Dark Mountain Manifesto https://dark-mountain.net/about/manifesto/

This passage is from “Uncivilisation: The Dark Mountain Manifesto”, page 20. Except that I have substituted ‘uncivilised photography’ for ‘uncivilised writing’ in the original text. My apologies to the authors.

The idea of uncivilised photography intrigues me. Photography is very much a product of the technological, Modern era. The most dedicated person could, like NiƩpce or Fox-Talbot, build a camera from scratch, but it would require an extensive skill-set. For most photographers, the dependence on equipment is a given, the variables are how the individual expresses themself with these mass-produced tools.

It may become the case that the uncivilisation process takes a path such that photography becomes impossible when the technical support for the equipment is no longer available. I suspect at that stage, I will be more concerned with obtaining food than making art.

But, for now, photography is able to step outside of the world that created it and be the medium of a critical commentary: uncivilised photography.

Such a step is analogous to the changes we need to make as humans. I grew up in the 1960s and 1970s and wanted for nothing. That was the experience of many in Europe and North America. But the world economy that supplied people like me so lavishly has faltered. It has hit the limits of exploitation and disastrously undermined the climate. My gilded early life came at a monumental cost. So now it is up to me and people like me to take a cold, hard look at the world we came from and decide where we are going next.

We must be critical of the culture we came from. It had many failings and we should name them. That criticism should not be limited to rational arguments as that is limited in its reach. We also need to reach out through the arts to engage emotionally. This is why Dark Mountain calls for uncivilised writing and I say, why not uncivilised photography?

Because photography is a visual medium, questions will be asked about what uncivilised photography will look like. Will a picture that is largely out of focus qualify as uncivilised?

Emphatically, no. Cultures that sit outside of ideas of civilisation can still produce precise, functional and beautiful artefacts. Uncivilised photography is more about stepping out of the comfortable place of consumer capitalism and looking critically into that culture instead. It is about looking at the natural, raw and sacred parts of life. It produces images that are timeless because they could have been made at any time. It is about being outside and free of the dominant culture.

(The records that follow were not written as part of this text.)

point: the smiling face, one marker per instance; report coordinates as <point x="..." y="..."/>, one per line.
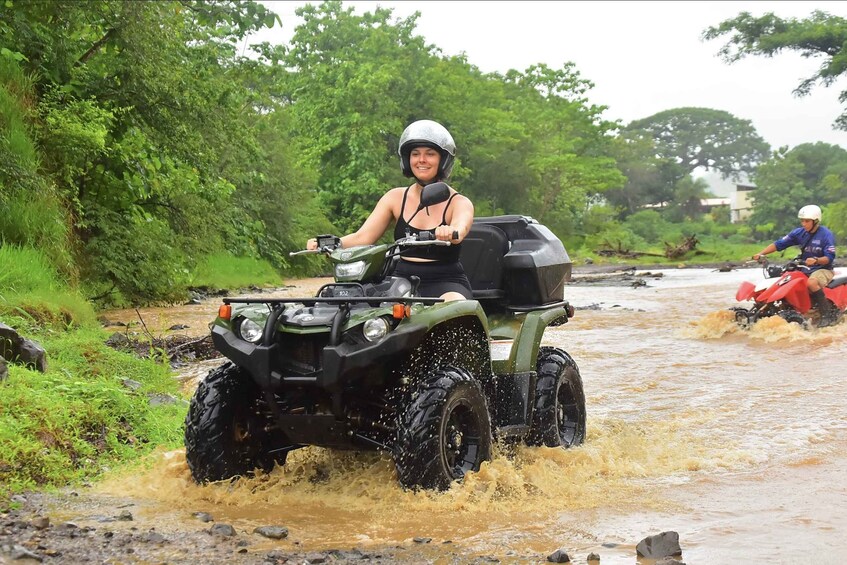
<point x="424" y="163"/>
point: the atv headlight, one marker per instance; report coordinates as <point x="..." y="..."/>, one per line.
<point x="345" y="270"/>
<point x="375" y="329"/>
<point x="249" y="330"/>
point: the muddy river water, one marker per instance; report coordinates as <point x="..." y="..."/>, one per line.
<point x="735" y="439"/>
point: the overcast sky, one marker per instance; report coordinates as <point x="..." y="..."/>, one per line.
<point x="643" y="57"/>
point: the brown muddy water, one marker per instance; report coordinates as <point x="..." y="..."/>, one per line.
<point x="735" y="439"/>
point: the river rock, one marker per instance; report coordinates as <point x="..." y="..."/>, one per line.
<point x="17" y="349"/>
<point x="665" y="544"/>
<point x="272" y="532"/>
<point x="224" y="530"/>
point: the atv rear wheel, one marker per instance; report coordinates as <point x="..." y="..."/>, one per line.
<point x="225" y="432"/>
<point x="558" y="419"/>
<point x="443" y="432"/>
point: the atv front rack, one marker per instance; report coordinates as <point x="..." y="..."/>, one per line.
<point x="337" y="322"/>
<point x="334" y="300"/>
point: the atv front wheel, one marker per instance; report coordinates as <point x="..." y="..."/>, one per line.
<point x="444" y="431"/>
<point x="225" y="431"/>
<point x="792" y="317"/>
<point x="559" y="416"/>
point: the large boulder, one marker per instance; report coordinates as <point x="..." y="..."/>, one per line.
<point x="661" y="545"/>
<point x="17" y="349"/>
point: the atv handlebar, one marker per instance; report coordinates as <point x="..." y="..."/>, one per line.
<point x="329" y="243"/>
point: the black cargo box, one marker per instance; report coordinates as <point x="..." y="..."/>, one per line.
<point x="515" y="261"/>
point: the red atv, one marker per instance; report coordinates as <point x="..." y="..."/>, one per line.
<point x="783" y="293"/>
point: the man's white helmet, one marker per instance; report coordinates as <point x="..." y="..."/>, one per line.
<point x="810" y="212"/>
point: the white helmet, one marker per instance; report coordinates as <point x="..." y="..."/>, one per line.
<point x="810" y="212"/>
<point x="426" y="133"/>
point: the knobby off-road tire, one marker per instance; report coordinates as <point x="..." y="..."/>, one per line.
<point x="558" y="418"/>
<point x="443" y="432"/>
<point x="224" y="434"/>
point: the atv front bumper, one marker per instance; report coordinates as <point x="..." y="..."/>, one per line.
<point x="338" y="366"/>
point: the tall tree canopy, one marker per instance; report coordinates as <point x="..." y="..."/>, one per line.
<point x="819" y="36"/>
<point x="807" y="174"/>
<point x="528" y="142"/>
<point x="704" y="138"/>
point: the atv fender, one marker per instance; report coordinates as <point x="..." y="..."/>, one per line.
<point x="792" y="287"/>
<point x="745" y="291"/>
<point x="457" y="335"/>
<point x="527" y="338"/>
<point x="838" y="295"/>
<point x="516" y="375"/>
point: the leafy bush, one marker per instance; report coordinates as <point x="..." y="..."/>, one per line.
<point x="33" y="293"/>
<point x="132" y="261"/>
<point x="647" y="224"/>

The fundamental failing of modernity is its placing of human rationality as the crowning glory of the world. Uncivilised photography and uncivilised writing tell a different story. Of human beings as part of the world, in communion with it and accepting its limitations. Civilisation should be something to be observed with scepticism and with the knowledge that all civilisations fall, usually due to their own hubris.

Uncivilised photography is the inverse of nature photography. Rather than humans looking out to an external nature, uncivilised photography is at one with the world and peers with curiosity at what humans are doing. Humans and their civilisation are oddities, they should be viewed as such.

Humans have been presented with a beautiful, supportive, abundant world and they have proceeded to strip it of everything, even life itself. The world system is capitalism and capitalism values nothing but money. It is absolutely right to step out of this system and turn a critical eye upon it.

“I have seen the invention of human flight; a chief desire of man’s dreaming heart for ten thousand years;
And men have made it the chief of the means of massacre”.